Combining Tactical Search and Monte-Carlo in the Game of Go Presenter: Ling Zhao University of Alberta November 1, 2005 by Tristan Cazenave & Bernard Helmstetter
Outline Monte-Carlo Go Motivations Tactical search Gather statistics Combining search and Monte-Carlo Experimental results
Monte-Carlo Go Invented in 1993 by Bruegmann using simulated annealing. Based on Abramson’s expected- outcome model (1990). Achieved a moderate success in 9x9.
Basic idea Play a number of random games Choose a move by 1-ply search, maximizing expected score The only domain-dependent information is eye.
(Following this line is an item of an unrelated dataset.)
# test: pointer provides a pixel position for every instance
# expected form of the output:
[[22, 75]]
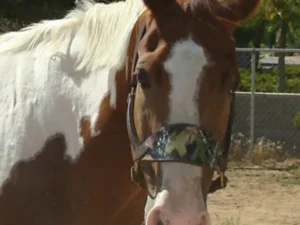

Weakness Scalability due to large computation Blunder due to lack of knowledge
Framework Tactical search: capture, connection, eye, life and death. Play random games and gather statistics for goals. Goal evaluation: mean score of the game when the goal is achieved minus that of the game when the goal fails. Pick the move associated with the best goal.
Tactical search Capture search: for any string, find if it can be captured or saved. Connection search: for any two strings, find if they can be connected. Empty connection search: find if a string can be connected to an empty point. Eye search: find if an eye can be made on an empty point or its neighbors. Life and death search: use generalized widening for groups of strings.
Statistics on random games Compute the mean for the random games where a goal is achieved and the mean for those where a goal has failed. Two new goals for intersections: 1. The goal of playing first on an intersection. 2. The goal of owning an intersection at the end of a game.
Selecting problems Strings cannot be disconnected will form groups. Select the simplest problem for a goal: Avoid over-estimating goals.
Gather statistics Play random games For each selected goal, find the mean of the game when it succeeds and the mean when it fails. Score of a life problem of a string: mean of the game when an intersection of the string keeps its color.
Choose a move Find the goal with the maximum difference of two mean scores. Choose the move associated with the goal.
Why is it useful? High level classifications of points on the board. Successful incorporation of tactical search.
Positive and negative goals Positive goals: confidence with search results. Negative goals: less confidence. Example: save a string (a string is consider safe when it has more than 4 liberties). Fix over-estimation.
Experimental results New enhancement vs. standard MC Each plays 10,000 random games to choose a move on 20 9x9 games result: 52.1 (+-34.2). First one plays 1,000 games, and the second one plays 10,000 games. result: 24.6 (+-40).
Experimental results (cont’d) New enhancement vs. Golois Both use the same tactical search. The second one uses global search and hand tuned heuristics. 40 games were played. result: 26 points.
Conclusions A creative idea to incorporate tactical search and Monte-Carlo. Nice extension to the authors’ previous work. The experimental results are good. The program should be tested against the strongest program.